Witness Rush Drummer Neil Peart’s (RIP) Finest Moments On Stage and Screen

Rush drummer and lyricist Neil Peart died this past Tuesday at age 67. Tributes have poured in from bands like Tool, Foo Fighters, and Superchunk and appeared in the pages of The New Yorker, a testament to Peart’s status as both a musician and writer. Drummers of all genres revere him, even if they don’t quite get the breadth of literary, mythological, and philosophical references in the band’s dense, epic song cycles.

Nor have Peart’s literary admirers always understood his technical virtuosity behind the kit.
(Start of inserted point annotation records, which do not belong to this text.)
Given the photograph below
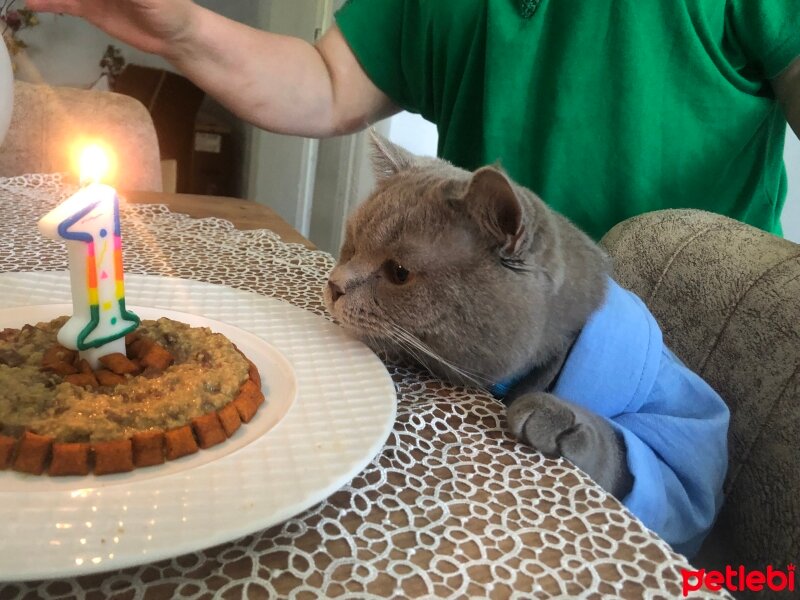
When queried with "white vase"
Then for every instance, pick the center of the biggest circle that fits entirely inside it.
(6, 90)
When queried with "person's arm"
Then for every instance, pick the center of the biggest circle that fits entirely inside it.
(787, 90)
(277, 82)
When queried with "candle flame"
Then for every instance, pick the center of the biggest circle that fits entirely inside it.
(95, 163)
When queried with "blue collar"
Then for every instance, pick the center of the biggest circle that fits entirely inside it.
(614, 361)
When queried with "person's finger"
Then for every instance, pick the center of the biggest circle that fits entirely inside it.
(70, 7)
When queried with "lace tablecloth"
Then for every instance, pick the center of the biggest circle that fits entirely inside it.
(452, 506)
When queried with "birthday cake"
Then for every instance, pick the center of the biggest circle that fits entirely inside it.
(176, 389)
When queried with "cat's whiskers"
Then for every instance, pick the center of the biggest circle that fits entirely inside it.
(407, 339)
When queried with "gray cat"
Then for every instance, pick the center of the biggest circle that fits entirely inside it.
(479, 281)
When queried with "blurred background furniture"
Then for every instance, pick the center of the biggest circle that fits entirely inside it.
(46, 121)
(727, 296)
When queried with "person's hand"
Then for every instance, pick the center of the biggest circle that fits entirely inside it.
(155, 26)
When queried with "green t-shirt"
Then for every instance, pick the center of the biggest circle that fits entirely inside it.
(606, 109)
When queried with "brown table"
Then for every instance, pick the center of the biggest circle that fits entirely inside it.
(244, 214)
(451, 507)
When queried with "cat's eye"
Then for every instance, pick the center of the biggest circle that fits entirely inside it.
(396, 272)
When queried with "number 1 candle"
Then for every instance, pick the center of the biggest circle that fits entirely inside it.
(88, 222)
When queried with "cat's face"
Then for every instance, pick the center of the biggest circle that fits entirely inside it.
(435, 266)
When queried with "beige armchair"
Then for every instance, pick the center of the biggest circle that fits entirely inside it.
(46, 121)
(728, 299)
But it was never necessary to fully grok his brilliant contributions to Rush’s output to appreciate them—from his first album with the band, 1975’s Fly by Night, to his last, 2012’s Clockwork Angels. Certainly not all Rush fans shared Peart’s onetime fondness for the work of Ayn Rand, which influenced the band’s 1976 breakout album, 2112. Peart later claimed her work “no longer resonated with him,” as Annie Zaleski writes at NPR, and called himself a “bleeding heart libertarian.”

Yet even fans who loathe Atlas Shrugged don’t seem to feel the influence unduly compromised Peart’s creativity. His influences were vast and his “love of literature and reverence for history deeply informed his songwriting… he became known for his philosophical musings on road life and restless souls; critiques of power and greed; fantasy-tinged vignettes; and incisive political and social commentary, cloaked in metaphor.” For all their self-seriousness, Rush wasn’t immune to humor either.
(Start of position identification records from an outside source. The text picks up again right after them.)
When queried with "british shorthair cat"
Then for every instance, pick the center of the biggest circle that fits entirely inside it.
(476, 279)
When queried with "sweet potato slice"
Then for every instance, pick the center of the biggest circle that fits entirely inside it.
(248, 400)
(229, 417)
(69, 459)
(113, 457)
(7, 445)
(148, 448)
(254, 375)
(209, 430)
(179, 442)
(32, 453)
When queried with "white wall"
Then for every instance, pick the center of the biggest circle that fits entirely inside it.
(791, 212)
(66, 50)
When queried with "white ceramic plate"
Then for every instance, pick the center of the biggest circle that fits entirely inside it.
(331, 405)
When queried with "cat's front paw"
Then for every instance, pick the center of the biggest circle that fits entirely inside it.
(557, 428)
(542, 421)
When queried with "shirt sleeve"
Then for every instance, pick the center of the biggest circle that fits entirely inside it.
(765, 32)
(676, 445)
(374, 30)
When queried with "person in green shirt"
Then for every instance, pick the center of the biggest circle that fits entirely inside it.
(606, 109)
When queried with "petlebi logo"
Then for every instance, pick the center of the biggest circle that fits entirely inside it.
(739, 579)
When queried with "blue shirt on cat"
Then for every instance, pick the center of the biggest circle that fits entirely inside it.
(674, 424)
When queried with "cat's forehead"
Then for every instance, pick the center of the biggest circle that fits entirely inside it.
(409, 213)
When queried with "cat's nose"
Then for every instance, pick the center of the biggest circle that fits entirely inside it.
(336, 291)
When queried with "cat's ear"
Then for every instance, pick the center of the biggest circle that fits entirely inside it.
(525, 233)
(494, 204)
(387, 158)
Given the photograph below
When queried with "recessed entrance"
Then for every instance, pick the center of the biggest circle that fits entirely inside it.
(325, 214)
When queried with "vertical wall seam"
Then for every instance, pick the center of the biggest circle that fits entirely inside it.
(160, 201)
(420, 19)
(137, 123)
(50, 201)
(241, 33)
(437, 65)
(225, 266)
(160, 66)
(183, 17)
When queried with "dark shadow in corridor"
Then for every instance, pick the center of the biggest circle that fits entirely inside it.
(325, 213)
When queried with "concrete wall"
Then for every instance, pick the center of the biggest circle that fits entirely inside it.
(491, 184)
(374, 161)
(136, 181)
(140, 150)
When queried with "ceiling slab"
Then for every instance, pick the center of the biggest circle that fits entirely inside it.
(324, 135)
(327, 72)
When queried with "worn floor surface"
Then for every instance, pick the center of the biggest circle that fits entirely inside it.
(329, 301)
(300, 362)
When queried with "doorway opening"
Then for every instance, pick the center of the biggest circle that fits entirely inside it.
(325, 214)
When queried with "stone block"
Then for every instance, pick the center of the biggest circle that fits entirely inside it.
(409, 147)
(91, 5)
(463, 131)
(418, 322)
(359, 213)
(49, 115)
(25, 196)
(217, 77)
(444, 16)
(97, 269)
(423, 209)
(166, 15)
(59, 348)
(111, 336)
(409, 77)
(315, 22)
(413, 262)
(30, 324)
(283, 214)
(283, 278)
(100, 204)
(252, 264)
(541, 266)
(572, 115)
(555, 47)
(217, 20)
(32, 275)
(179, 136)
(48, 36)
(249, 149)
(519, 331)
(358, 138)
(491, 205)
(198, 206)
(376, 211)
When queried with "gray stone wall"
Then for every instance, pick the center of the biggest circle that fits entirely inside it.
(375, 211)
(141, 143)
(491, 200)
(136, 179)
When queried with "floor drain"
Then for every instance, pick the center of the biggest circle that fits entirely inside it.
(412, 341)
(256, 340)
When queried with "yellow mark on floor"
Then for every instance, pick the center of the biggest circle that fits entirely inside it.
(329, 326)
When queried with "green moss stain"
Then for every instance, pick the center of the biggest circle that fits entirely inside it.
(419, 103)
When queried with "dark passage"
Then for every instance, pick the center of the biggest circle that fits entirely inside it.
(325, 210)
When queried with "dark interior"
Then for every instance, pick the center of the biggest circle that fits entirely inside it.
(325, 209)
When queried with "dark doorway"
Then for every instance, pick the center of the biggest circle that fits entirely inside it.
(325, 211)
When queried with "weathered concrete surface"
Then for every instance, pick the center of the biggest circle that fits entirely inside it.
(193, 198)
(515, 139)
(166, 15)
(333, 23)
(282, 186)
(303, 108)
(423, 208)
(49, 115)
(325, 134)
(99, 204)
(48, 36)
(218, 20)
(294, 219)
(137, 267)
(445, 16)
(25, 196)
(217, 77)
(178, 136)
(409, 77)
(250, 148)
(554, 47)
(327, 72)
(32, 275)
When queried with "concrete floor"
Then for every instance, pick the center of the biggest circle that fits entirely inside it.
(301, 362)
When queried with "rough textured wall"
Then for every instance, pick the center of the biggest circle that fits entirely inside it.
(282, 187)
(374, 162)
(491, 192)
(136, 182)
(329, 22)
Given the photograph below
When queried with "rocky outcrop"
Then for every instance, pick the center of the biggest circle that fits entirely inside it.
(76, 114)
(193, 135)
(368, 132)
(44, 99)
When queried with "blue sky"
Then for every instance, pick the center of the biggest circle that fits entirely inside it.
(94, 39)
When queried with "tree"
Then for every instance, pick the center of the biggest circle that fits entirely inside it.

2012 was all of these things, with a sprawling, epic fantasy/sci-fi, 20-minute opening title track, followed by an ode to pot called “A Passage to Bangkok,” in which Peart names “various cities and countries around the world where it is cultivated,” The New Yorker’s Amanda Petrusich writes, and proclaims “We only stop for the best!” Rush could wink at their goofiness while also fully embracing it without reservation, in “a kind of fuck-it abandon.”

Rush assembled an audience not by “extensive radio play or critical adulation or corporate positioning” but good old word of mouth from dumbstruck fans. They did secure their first U.S. record deal through radio play, however, right after Peart joined the band in 1974. Donna Halper—then a DJ at Cleveland radio station WMMS, now an associate professor of media studies at Lesley University—played their single “Working Man,” which “promptly took off,” notes Zaleski.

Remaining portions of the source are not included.